A Ukrainian anti-corruption agency said on Tuesday it has detained five people and identified seven other suspects in a major graft investigation that centres on alleged kickbacks worth some $100 million in the country’s energy sector. The National Anti-Corruption Bureau did not name the suspects in its statement but said they included a businessman believed to be the scheme’s mastermind; a former advisor to the country’s energy minister; and an executive of the national atomic energy company Energoatom.
The statement came a day after the agency revealed some details of a 15-month investigation into suspected energy sector corruption, including at Energoatom. Large amounts of Ukrainian and foreign funds have flowed into the energy sector as infrastructure is repeatedly repaired following relentless Russian aerial attacks. Ukraine’s Energy Ministry said Tuesday that Russia attacked energy infrastructure in the Kharkiv, Odesa and Donetsk regions overnight and that scheduled power outages were in place in mostregions of Ukraine.

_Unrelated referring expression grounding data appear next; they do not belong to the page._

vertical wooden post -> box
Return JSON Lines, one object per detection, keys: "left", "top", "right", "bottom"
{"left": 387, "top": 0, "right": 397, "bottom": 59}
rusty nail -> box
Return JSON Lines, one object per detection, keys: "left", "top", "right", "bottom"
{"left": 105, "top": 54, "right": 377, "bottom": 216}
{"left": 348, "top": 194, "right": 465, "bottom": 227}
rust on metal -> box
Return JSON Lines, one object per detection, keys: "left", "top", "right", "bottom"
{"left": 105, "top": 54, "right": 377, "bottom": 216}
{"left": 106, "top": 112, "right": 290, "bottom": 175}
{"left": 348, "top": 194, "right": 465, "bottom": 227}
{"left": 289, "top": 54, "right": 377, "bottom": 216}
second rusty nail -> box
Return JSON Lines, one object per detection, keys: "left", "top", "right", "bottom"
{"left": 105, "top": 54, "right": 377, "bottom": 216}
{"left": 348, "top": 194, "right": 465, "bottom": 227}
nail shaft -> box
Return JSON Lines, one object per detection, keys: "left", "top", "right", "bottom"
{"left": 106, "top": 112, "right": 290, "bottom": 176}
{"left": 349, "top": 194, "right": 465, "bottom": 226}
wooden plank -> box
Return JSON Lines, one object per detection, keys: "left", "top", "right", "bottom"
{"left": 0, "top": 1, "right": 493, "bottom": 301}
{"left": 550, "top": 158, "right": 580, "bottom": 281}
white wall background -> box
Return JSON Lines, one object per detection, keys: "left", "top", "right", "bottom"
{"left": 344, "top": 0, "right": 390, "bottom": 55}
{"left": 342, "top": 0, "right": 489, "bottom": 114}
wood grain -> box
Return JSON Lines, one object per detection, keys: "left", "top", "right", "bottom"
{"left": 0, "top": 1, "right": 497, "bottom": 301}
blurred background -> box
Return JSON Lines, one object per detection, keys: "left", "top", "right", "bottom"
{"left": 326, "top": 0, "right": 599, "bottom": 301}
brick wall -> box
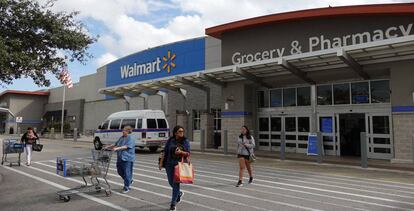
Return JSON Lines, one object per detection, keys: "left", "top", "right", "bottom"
{"left": 392, "top": 113, "right": 414, "bottom": 162}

The Anti-Corruption Bureau is tasked with rooting out entrenched corruption, which is widely regarded as an impediment to Kyiv’s efforts to obtain membership in the European Union. It targets high-level corruption, particularly cases involving senior officials and state-owned enterprises. It has previously been reported that uncovered a major graft scheme involving inflated military procurement contracts and the embezzlement of millions of dollars’ worth of funds earmarked to buy mortar shells for Ukraine’s efforts to foil Russia’s all-out invasion. Ukrainian President Volodymyr Zelenskyy welcomed the latest probe. “Any effective action against corruption is an urgent need,” he said in his Monday night address to the nation”.